Kate Elliot talks about Crown of Stars on the occasion of the release of the complete series to e-book in the UK.
'Touched'
Literary Buffistas 3: Don't Parse the Blurb, Dear.
There's more to life than watching Buffy the Vampire Slayer! No. Really, there is! Honestly! Here's a place for Buffistas to come and discuss what it is they're reading, their favorite authors and poets. "Geez. Crack a book sometime."
That's why I have rejected using it.
To be clear, I like that you can create groups, like megan has done, and I enjoy taking part in those. It's just the site as a whole is so cluttered and busy now, it feels like Facebook, so I don't use it for much other than groups.
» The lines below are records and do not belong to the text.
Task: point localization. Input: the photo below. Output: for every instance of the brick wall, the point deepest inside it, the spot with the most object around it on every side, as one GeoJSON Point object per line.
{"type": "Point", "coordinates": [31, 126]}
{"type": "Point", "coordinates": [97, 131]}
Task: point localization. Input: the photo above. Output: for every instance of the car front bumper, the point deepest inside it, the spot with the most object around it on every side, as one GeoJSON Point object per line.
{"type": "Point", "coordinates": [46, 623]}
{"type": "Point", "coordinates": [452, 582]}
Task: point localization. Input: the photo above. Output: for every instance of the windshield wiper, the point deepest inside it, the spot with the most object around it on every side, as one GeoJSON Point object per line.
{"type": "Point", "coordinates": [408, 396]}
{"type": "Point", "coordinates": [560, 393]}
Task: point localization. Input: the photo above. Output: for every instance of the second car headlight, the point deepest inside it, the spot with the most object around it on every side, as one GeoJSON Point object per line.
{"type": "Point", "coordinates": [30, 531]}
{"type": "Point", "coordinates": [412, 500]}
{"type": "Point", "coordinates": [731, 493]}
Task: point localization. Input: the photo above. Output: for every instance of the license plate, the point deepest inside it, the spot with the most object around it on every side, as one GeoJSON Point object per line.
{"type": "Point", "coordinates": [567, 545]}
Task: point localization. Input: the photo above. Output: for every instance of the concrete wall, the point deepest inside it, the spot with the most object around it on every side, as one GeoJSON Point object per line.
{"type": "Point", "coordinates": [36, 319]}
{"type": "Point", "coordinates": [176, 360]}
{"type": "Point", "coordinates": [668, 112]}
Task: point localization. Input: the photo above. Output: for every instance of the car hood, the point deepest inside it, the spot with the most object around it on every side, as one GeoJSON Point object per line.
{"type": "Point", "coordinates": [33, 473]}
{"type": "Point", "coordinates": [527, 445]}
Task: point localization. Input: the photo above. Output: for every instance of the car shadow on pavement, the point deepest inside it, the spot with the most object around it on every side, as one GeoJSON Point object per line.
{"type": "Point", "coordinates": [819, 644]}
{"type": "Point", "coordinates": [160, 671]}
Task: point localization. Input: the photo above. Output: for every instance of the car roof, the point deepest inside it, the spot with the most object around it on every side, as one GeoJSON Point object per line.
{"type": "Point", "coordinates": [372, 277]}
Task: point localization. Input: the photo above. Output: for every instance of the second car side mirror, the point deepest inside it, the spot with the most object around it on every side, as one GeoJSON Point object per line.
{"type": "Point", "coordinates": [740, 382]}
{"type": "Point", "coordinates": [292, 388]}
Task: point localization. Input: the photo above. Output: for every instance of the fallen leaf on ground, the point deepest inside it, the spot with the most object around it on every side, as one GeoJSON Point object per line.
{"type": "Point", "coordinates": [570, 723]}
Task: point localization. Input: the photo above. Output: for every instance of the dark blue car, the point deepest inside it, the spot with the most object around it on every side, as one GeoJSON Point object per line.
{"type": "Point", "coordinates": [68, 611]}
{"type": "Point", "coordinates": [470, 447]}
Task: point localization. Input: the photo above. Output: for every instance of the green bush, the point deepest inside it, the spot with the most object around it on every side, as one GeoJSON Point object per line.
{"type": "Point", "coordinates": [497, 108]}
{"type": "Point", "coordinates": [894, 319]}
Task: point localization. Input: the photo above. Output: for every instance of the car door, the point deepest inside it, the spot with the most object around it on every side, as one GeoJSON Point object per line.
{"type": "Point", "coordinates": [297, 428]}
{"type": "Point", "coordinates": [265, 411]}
The Scholarly Kitchen covers Bookish.
Huh, when I checked it out, I didn't look at it as an Amazon competitor. Since I don't buy many books, that makes it even less interesting.
I found the ads on Bookish particularly distracting, but I'm sure that's only because I'm not used to them.
I mostly use Goodreads for tracking what I read and want to read. Besides librarians, I don't really interact with people I'm not friends with, so I don't have issues with the whole social clique thing.
Yeah, I don't use Goodreads as a social thing besides following what my friends are reading. I don't accept friend requests from people I don't know because, you know, I don't care about their opinions.
So I read Flygirl by Sherri L. Smith the other day. It's the story of a light-skinned black woman whose father taught her to fly his crop-duster. So during WWII, she decides to pass for white so she can become a WASP.
It's really very good, although as a YA it's a bit light. I wanted more detail and drama, although the drama I got was pretty good. I just wanted more of it. And I wouldn't mind hearing what happens afterwards, since the war ends without her ever telling the WASP or her fellow pilots who she really is.
Ooh, that sounds right up my alley. I will look it up.
Amy, that's fantastic. I want someone to do one for Spike or Angel, or for Francis Crawford.
In other news, I have become predictable. I'm reading a new epic fantasy recommended by Sherwood Smith, and I'm three or four chapters in, and the only named female characters are the flirtatious shopgirl and the Evil Sorceress Queen from the country next door.
On edit: and this makes me cranky.
Sigh.
Which one is this?
Sherwood's been writing things all week that make me grin.